Potentially major development in the gold space this week. With one of the world’s go-to producing nations apparently going through a regulatory upheaval — which could affect new projects and output.
That’s in Ghana. Where the federal government said it has suspended issuance of new mining licenses across the country.
That news was delivered at a town hall meeting Monday, by Ghana’s Vice-President Mahamadu Bawumia. Who simply noted, “We have suspended the issuance of mining licenses so that we can restructure the sector.”
VP Bawumia gave few details beyond this. But did add that the move was part of a five-year plan for mining developed by the government — with the aim to “improve the management of small scale mining to protect the environment.”

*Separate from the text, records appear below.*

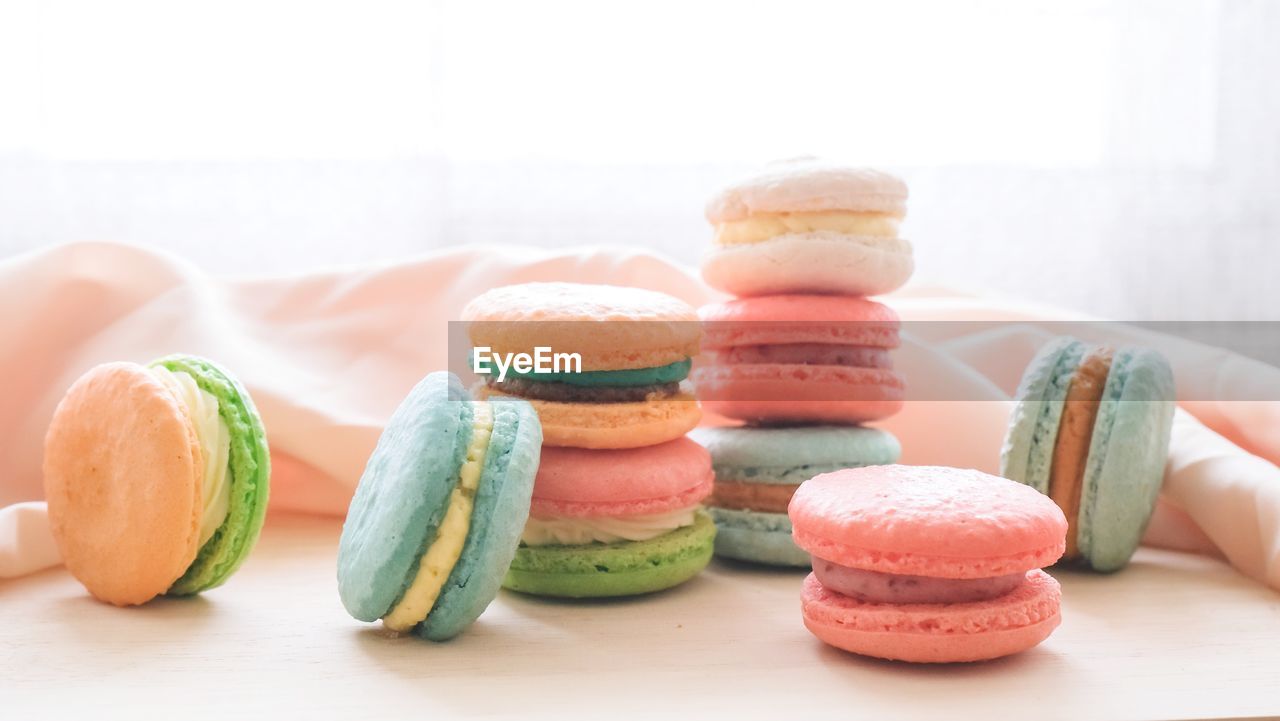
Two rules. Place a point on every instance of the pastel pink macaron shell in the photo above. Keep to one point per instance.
(593, 483)
(936, 633)
(799, 319)
(799, 393)
(808, 185)
(927, 521)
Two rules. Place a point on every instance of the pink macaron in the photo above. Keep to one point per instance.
(799, 359)
(926, 564)
(632, 482)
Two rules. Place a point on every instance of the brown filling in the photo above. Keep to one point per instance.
(567, 393)
(1074, 432)
(763, 497)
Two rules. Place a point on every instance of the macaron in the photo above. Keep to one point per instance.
(634, 347)
(800, 359)
(156, 478)
(438, 511)
(616, 523)
(926, 564)
(1091, 429)
(809, 227)
(759, 469)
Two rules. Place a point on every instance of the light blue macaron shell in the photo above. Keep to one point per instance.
(757, 537)
(402, 496)
(1027, 453)
(1127, 457)
(794, 455)
(498, 519)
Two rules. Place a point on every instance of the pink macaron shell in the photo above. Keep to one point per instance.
(935, 633)
(799, 393)
(593, 483)
(799, 319)
(927, 521)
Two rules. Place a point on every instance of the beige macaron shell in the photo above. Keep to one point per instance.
(810, 263)
(810, 187)
(123, 483)
(609, 327)
(612, 425)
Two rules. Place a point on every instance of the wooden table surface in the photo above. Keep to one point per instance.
(1171, 637)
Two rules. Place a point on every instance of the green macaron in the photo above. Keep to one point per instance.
(1091, 428)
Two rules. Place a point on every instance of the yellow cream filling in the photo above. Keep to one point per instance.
(577, 532)
(763, 227)
(215, 445)
(444, 550)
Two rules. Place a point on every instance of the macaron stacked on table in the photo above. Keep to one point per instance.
(617, 501)
(1091, 429)
(801, 245)
(439, 509)
(928, 564)
(156, 478)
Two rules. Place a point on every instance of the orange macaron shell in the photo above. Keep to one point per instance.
(935, 633)
(656, 479)
(608, 327)
(611, 425)
(123, 482)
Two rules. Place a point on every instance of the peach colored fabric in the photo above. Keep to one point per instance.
(328, 355)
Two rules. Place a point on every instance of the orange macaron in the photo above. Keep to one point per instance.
(626, 352)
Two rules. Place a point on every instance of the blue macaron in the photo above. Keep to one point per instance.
(438, 512)
(758, 469)
(1091, 429)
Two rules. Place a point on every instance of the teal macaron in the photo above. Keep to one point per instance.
(758, 469)
(1091, 429)
(438, 512)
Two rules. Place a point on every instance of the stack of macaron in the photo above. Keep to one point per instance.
(616, 506)
(1091, 429)
(801, 246)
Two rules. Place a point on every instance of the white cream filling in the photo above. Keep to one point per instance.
(215, 445)
(576, 532)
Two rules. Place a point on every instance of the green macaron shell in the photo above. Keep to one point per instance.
(1027, 455)
(248, 475)
(757, 537)
(794, 455)
(670, 373)
(402, 496)
(497, 520)
(599, 570)
(1127, 457)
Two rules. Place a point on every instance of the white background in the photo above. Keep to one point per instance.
(1115, 156)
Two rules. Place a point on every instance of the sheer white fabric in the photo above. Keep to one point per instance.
(1115, 156)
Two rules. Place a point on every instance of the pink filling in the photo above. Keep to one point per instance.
(808, 354)
(874, 587)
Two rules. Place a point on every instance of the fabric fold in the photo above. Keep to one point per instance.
(328, 355)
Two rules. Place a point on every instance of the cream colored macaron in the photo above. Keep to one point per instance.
(809, 227)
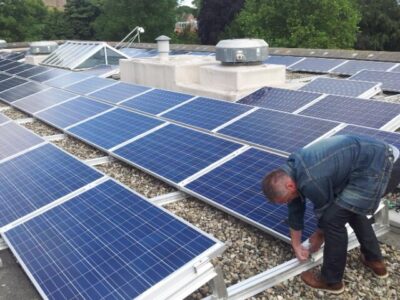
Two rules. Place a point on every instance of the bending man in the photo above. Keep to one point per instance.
(344, 177)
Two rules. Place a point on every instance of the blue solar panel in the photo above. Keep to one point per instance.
(206, 113)
(90, 85)
(22, 91)
(37, 178)
(156, 101)
(42, 100)
(236, 186)
(10, 83)
(317, 65)
(175, 153)
(278, 130)
(20, 68)
(282, 60)
(67, 79)
(356, 111)
(390, 80)
(389, 137)
(341, 87)
(107, 243)
(114, 128)
(353, 66)
(71, 112)
(279, 99)
(119, 92)
(33, 71)
(53, 73)
(14, 139)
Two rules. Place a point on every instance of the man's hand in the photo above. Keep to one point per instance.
(316, 240)
(302, 253)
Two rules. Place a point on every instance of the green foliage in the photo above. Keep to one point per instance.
(22, 20)
(298, 23)
(119, 17)
(380, 25)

The mention of “small scale” mining is key here. With the sudden suspension of mining licenses coming after recent high-profile media campaigns in Ghana have highlighted the damage done by illegal artisanal operations around the country.
The government’s regulatory actions thus appear related to the small-scale mining problem. Leading some observers to speculate that the mining license ban might only apply to small projects — not the large-scale operations that provide the bulk of Ghana’s gold output.

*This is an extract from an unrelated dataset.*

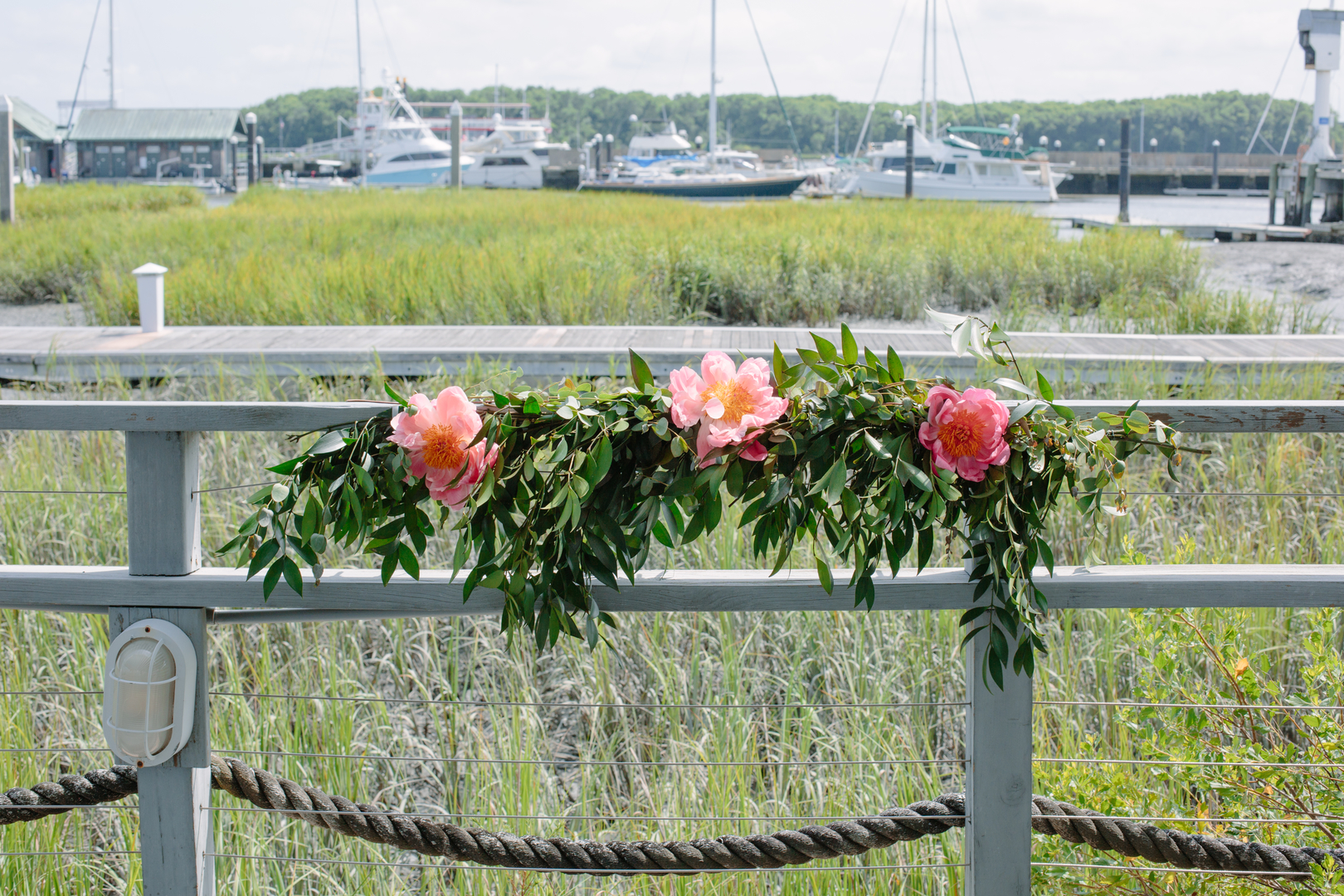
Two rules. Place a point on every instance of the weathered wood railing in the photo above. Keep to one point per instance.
(164, 579)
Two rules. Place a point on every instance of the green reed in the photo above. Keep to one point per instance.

But officials did not confirm whether the licensing suspension applies just to small-scale mines, or to all projects. Leaving open the possibility that new projects may be completely off the table for the time being. Related: Gold Prices Rise As Demand In This No.1 Gold Market Soars
If licensing is indeed completely suspended, it would be an important development for the global gold sector. With Ghana producing 2.9 million ounces last year — making it Africa’s second-largest supplier after South Africa, and the number 11 producing nation globally.
Vice-President Bawumia also said new rules are coming to prevent mining “around water bodies” — which could put a further dent in new projects. Watch for clarification from the government on where the licensing ban will apply, and what the timelines might be for a restart to permitting.